It is getting bad inside my brain. A couple of articles went past my feeds talking about an arms seizure in MA and straw purchases. I started reading and immediately went to my court sources to get the actual court documents. Rather than trusting what the reporter had to say.
Weapons seizure uncovered Holyoke family’s love affair with illegally obtained firearms
—Teter v. Connors, No. 1:19-cv-00183, slip op. ¶ 11 (District Court, D. Hawaii)
It is a shitty picture of some lovely old weapons. I haven’t even attempted to identify any of them.
The box of stripper clips in the foreground is nice, the pile of magazines in the sink is interesting. I would be happy to take all of those off his hands.
Public personas aside, the Augustos stand accused in both federal and state courts for amassing a stockpile of guns ranging from World War II models to semi-automatic rifles and an Uzi. The elder Augusto is not legally authorized to possess any of them due to an old criminal conviction, a lawyer in the case says.
—id. ¶ 12
I’ll spare you the search, the Uzi they are referring to is a semi-auto version. There are no NFA items in the collection.
As always, the reporter is trying to induce a panic. Was this a large collection? Yes. If this was in a free state, the actual collection would not have been an issue. In MA, it is unlikely that they had registered all those firearms. Much less the magazines and ammo.
The nature and circumstances of the offense are serious, but include mitigating factors that weigh in favor of the requested below-Guidelines sentence. See 18 U.S.C. § 3553(a)(1). The offense is serious in that it enabled his father, Daniel A. Augusto, Jr., to add to his vast arsenal of hundreds of firearms, ammunition magazines, rounds of ammunition, firearms manufacturing equipment, and firearms paraphernalia. (D.3, at ¶ 5). As even the defendant conceded during his second interview with the Bureau of Alcohol, Tobacco, Firearms, and Explosives (“ATF”), many of the firearms were located outside the safes throughout the house because “it honestly got to the point where there was no room in the safes, so stuff just started going everywhere.” (D.3, ¶ 12(d)).
—id. ¶ 13
English is tricky. Were there hundreds of firearms? Were there hundreds of magazines? Were there hundreds of rounds of ammunition? Or did they just lump them all together to get scary numbers? The statement made in the court filing was that there were more than a dozen semi-automatic rifles … in one of the bathrooms …
—id. ¶ 18
The state is attempting to make it sound horrible, they are attacking this man for not having all of his guns in safes.
… obsessively collected firearms to the point that they could not store them safely.
—Differences Between Facial and As-Applied Challenges to the Constitutionality of a Statute - Bona Law, (last visited Aug. 10, 2023)
Right now, there are two loaded pistols and a dozen loaded rifles within feet of me that would not be considered “safely stored” in MA. If I still had the grandkid coming over, I’d store some of them differently.
Against this dangerous backdrop, two factors mitigate the defendant’s offense: first, he conducted all of his straw purchases for his father, rather than a stranger; and second, he did not benefit monetarily.
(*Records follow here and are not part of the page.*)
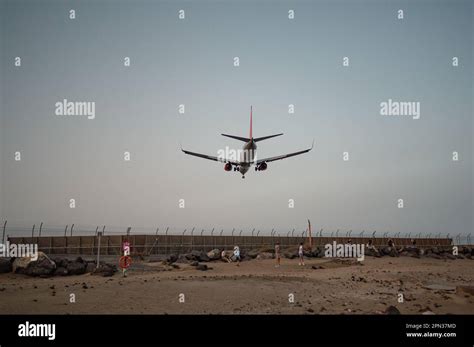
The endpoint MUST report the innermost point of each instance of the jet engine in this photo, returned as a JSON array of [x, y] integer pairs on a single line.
[[262, 167]]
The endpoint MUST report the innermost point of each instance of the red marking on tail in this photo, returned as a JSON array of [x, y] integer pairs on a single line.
[[250, 135]]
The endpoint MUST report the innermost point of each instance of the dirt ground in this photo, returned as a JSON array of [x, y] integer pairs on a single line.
[[254, 287]]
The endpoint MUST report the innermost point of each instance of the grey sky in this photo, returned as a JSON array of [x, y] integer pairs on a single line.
[[282, 62]]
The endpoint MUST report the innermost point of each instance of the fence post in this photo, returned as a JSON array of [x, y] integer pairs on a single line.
[[99, 234], [4, 228]]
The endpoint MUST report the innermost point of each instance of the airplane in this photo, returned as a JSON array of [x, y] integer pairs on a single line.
[[248, 155]]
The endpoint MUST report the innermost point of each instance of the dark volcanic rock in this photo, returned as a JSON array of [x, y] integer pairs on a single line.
[[60, 271], [60, 262], [172, 258], [105, 270], [5, 265], [76, 268], [197, 255], [43, 267], [215, 254], [90, 267]]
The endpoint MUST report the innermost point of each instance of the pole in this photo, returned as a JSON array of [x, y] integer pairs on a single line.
[[98, 249], [4, 228], [309, 235]]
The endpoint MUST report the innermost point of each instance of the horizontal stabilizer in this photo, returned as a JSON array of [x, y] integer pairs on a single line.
[[266, 137], [237, 137]]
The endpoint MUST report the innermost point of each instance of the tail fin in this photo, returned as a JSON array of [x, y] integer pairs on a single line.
[[250, 135]]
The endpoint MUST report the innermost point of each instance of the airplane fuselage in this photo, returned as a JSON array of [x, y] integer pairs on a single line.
[[248, 156]]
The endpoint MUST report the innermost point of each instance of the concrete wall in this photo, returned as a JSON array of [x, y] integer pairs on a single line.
[[166, 244]]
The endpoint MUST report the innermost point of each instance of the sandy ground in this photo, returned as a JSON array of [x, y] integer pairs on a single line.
[[255, 287]]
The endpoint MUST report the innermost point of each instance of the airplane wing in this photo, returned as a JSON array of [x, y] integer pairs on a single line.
[[284, 156], [210, 157]]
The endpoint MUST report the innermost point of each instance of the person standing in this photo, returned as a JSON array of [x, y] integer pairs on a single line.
[[301, 254], [277, 254], [237, 255]]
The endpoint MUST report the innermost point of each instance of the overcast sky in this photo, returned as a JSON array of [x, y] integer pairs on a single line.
[[282, 62]]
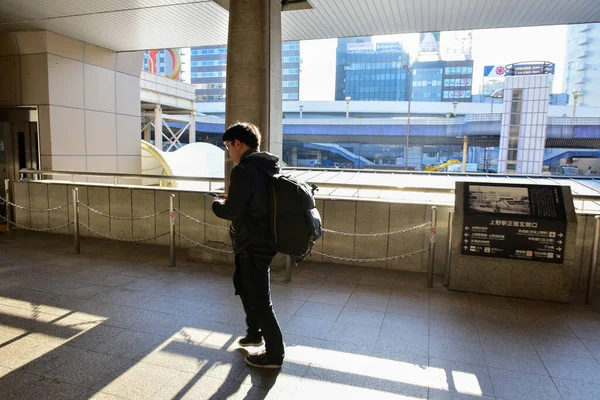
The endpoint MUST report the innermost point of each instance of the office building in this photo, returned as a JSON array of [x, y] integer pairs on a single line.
[[583, 63], [371, 71], [209, 64], [445, 81]]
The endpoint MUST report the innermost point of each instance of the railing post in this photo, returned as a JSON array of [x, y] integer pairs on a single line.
[[432, 246], [172, 229], [7, 194], [76, 219], [288, 268], [449, 250], [593, 261]]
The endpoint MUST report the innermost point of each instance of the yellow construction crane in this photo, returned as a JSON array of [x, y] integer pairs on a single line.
[[441, 167]]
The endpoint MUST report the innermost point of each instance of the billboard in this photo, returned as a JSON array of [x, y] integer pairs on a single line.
[[429, 42], [360, 47], [494, 71], [389, 47]]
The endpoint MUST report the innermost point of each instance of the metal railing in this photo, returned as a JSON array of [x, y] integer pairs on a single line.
[[34, 174], [173, 232]]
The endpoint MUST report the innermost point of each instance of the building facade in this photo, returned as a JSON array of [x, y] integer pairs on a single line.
[[445, 81], [583, 63], [208, 65], [524, 122], [371, 71]]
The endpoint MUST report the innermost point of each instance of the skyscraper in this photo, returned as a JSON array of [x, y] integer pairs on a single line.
[[209, 69], [371, 71], [583, 63]]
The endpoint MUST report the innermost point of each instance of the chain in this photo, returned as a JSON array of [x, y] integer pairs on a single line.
[[34, 229], [414, 228], [371, 259], [122, 218], [119, 239], [203, 245], [199, 221], [5, 201]]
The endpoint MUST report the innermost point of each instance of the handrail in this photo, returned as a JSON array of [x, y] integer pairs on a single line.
[[324, 185], [120, 175]]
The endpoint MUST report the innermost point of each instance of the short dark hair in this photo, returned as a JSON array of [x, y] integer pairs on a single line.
[[245, 132]]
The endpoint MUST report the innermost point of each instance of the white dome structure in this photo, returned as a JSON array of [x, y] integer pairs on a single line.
[[195, 159]]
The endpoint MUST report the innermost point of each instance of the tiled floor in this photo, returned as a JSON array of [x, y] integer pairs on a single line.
[[115, 322]]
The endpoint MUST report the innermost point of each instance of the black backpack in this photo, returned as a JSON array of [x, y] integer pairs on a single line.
[[296, 220]]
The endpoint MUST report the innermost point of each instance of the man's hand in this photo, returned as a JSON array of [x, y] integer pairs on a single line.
[[221, 197]]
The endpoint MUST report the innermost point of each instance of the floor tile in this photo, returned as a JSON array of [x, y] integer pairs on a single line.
[[514, 359], [329, 297], [577, 390], [437, 394], [139, 382], [308, 326], [361, 317], [561, 346], [368, 302], [459, 377], [318, 310], [412, 344], [593, 346], [354, 334], [454, 350], [573, 368], [521, 386], [464, 330]]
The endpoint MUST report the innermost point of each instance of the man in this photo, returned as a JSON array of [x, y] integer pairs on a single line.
[[247, 206]]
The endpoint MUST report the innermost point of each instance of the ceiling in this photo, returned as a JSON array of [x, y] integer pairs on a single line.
[[124, 25]]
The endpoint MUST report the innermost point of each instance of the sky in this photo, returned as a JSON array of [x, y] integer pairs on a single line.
[[489, 47]]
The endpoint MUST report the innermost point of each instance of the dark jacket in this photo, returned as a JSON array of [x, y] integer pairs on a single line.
[[247, 204]]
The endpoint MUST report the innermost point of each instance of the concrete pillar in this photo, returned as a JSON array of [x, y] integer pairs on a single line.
[[158, 127], [88, 99], [193, 127], [294, 157], [254, 92], [147, 130]]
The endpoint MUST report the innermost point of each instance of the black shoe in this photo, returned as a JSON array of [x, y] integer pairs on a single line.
[[251, 341], [263, 361]]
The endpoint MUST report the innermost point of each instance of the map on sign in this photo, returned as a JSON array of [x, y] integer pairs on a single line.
[[514, 221]]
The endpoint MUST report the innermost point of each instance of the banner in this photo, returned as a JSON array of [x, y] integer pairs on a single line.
[[494, 71]]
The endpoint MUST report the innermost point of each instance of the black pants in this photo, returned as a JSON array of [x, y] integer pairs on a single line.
[[251, 280]]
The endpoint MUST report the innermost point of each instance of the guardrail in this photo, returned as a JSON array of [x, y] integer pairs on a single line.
[[172, 232]]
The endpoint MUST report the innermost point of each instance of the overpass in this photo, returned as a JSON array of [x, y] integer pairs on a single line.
[[482, 130]]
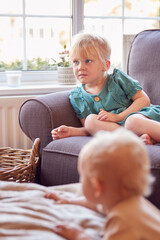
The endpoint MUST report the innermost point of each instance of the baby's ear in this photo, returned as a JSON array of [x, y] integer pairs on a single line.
[[97, 185]]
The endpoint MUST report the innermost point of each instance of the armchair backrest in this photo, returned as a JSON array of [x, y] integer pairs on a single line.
[[144, 62]]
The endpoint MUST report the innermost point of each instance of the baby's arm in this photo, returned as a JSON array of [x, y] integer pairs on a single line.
[[67, 131], [81, 201]]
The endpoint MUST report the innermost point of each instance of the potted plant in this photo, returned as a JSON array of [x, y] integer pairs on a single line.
[[65, 70]]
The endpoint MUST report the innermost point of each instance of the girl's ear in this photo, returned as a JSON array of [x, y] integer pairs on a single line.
[[97, 185], [108, 64]]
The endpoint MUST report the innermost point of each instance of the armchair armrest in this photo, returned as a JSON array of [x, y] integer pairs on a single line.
[[38, 116]]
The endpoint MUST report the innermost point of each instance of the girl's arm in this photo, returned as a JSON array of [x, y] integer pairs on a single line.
[[67, 131], [140, 100]]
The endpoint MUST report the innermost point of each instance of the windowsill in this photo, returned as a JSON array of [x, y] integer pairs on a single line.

—Complaint – #1 in Teter v. Connors (D. Haw., 1:19-cv-00183), No. 1:19-cv-00183, slip op. ¶ 26,27
I didn’t know there was a “not for money” clause in the don’t buy guns for others.
… the defendant has recognized that his offenses were serious; they contributed to a highly dangerous situation inside his home; and he is better off never possessing firearms or ammunition again.
—
Andrew Teter v. ANNE E. LOPEZ, No. 20-15948 (Court of Appeals for the Ninth Circuit)
This man is going to lose his Second Amendment protected rights because the government is infringing on his father’s Second Amendment protected rights.
I didn’t find what the father was convicted of doing that made him a prohibited person. It is pretty obvious that he has not been doing evil in a long time.
I’m watching the §922(g) cases wind their way to the Supreme Court. I believe that the court is going to spank the government hard. In Heller, in the dicta, they indicated that §922(g) was presumed to be constitutional. They didn’t clarify that “presumed” means, “We didn’t look at it. That is a question for another day.”
There is no historical regulation nor tradition of stripping The People of their right to keep and bear arms because they are not virtuous people. That is what §922(g) does.
This is just an example of how there are intended consequences.
Of note, I’ve not seen a single story come across my feeds of a person being convicted of straw purchases that was a bad person.
Maybe that’s because they are either getting a sweetheart deal OR they are getting so stitched up that they didn’t stack the federal gun crime on top.